Smallest Index With Equal Value

The task is to identify the smallest index where the index mod 10 matches the value at that index in the array. Iterate through the array from the start, checking for each index if i mod 10 == nums[i]. The first match found will be the answer. If no such index exists, return -1.

Problem Statement

Given a 0-indexed integer array nums, you need to return the smallest index i such that i mod 10 equals nums[i]. If no such index exists, return -1.

The operation i mod y returns the remainder when i is divided by y. You are tasked with finding the smallest index where this condition holds, or -1 if no such index is found.

Examples

Example 1

Input: nums = [0,1,2]

Output: 0

i=0: 0 mod 10 = 0 == nums[0]. i=1: 1 mod 10 = 1 == nums[1]. i=2: 2 mod 10 = 2 == nums[2]. All indices have i mod 10 == nums[i], so we return the smallest index 0.

Example 2

Input: nums = [4,3,2,1]

Output: 2

i=0: 0 mod 10 = 0 != nums[0]. i=1: 1 mod 10 = 1 != nums[1]. i=2: 2 mod 10 = 2 == nums[2]. i=3: 3 mod 10 = 3 != nums[3]. 2 is the only index which has i mod 10 == nums[i].

Example 3

Input: nums = [1,2,3,4,5,6,7,8,9,0]

Output: -1

No index satisfies i mod 10 == nums[i].

Constraints

• 1 <= nums.length <= 100
• 0 <= nums[i] <= 9

Solution Approach

Iterate through the Array

To solve the problem, loop through each index of the array and check if the condition i mod 10 == nums[i] holds.

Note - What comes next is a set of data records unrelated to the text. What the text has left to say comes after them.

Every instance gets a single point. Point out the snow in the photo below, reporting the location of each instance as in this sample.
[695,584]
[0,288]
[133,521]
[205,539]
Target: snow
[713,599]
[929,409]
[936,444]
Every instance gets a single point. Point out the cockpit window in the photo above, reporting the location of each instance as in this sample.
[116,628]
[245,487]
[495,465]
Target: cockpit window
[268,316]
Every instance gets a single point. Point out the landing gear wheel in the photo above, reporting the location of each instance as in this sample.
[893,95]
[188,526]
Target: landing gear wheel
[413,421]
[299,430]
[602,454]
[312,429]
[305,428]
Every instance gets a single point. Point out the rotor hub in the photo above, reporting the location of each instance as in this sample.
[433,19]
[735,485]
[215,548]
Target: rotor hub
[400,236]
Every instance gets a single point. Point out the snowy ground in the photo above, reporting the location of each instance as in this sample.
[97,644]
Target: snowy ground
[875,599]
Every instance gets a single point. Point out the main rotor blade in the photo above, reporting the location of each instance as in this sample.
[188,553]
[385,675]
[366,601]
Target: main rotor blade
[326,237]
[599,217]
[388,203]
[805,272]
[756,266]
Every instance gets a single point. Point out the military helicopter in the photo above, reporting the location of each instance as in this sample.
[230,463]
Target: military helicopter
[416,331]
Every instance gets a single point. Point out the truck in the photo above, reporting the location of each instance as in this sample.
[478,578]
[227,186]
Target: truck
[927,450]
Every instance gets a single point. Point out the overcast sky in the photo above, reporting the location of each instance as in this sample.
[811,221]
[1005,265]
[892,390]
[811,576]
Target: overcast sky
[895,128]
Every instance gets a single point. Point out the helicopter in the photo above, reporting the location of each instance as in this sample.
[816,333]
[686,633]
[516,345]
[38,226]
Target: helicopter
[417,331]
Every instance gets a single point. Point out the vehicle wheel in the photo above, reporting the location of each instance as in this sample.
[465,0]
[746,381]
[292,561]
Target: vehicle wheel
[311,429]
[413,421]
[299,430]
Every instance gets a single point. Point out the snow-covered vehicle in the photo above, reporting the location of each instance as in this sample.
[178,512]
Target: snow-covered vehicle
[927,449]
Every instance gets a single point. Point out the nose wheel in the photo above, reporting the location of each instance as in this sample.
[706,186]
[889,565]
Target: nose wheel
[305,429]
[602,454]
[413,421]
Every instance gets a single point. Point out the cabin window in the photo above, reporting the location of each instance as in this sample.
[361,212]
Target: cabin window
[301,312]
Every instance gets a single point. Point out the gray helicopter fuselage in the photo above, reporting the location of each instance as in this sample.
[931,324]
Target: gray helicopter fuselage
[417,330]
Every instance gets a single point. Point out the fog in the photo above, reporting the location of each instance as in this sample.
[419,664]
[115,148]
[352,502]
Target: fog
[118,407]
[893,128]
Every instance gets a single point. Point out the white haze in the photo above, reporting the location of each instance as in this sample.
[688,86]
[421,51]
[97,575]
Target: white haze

The first index that satisfies this condition should be returned immediately.

Efficient Index Checking

Since the problem involves checking the modulo condition for each index, we ensure that we stop as soon as we find the first valid index. This avoids unnecessary checks after finding a valid index.

Handle Edge Cases

Consider the edge case where no index satisfies the condition. In such cases, return -1 to signal that no valid index was found.

Complexity Analysis

Metric	Value
Time	Depends on the final approach
Space	Depends on the final approach

The time complexity is O(n) because we check each index once, where n is the length of the array. The space complexity is O(1) since we only need a constant amount of extra space.

What Interviewers Usually Probe

• Check the candidate's approach to early exits when a solution is found.
• Assess how they handle edge cases like no valid index or a very small array.
• Evaluate their understanding of the modulo operation and how it can be applied efficiently.

Common Pitfalls or Variants

Common pitfalls

• Overlooking the possibility of no valid index and returning incorrect results.
• Not returning the smallest valid index when multiple indices satisfy the condition.
• Confusing the modulo operation and how it works with non-zero divisors.

Follow-up variants

• Change the condition to i mod k == nums[i] where k is a parameter.
• Allow negative numbers in the array and modify the solution accordingly.
• Limit the size of the array to a specific value and optimize the approach.

FAQ

What is the primary pattern for solving Smallest Index With Equal Value?

The primary pattern is an array-driven solution strategy where we check each index for the condition i mod 10 == nums[i].

What if no index satisfies the condition in Smallest Index With Equal Value?

If no index satisfies the condition, the correct answer is -1, indicating that no valid index was found.

How does GhostInterview help with the Smallest Index With Equal Value problem?

GhostInterview guides you through iterating the array and ensures that you handle early exits and edge cases properly.

What is the time complexity of Smallest Index With Equal Value?

The time complexity is O(n) because each index is checked once, where n is the length of the array.

Can the Smallest Index With Equal Value problem be optimized further?

The solution is already optimized for the problem as it checks each index only once and stops early once a valid index is found.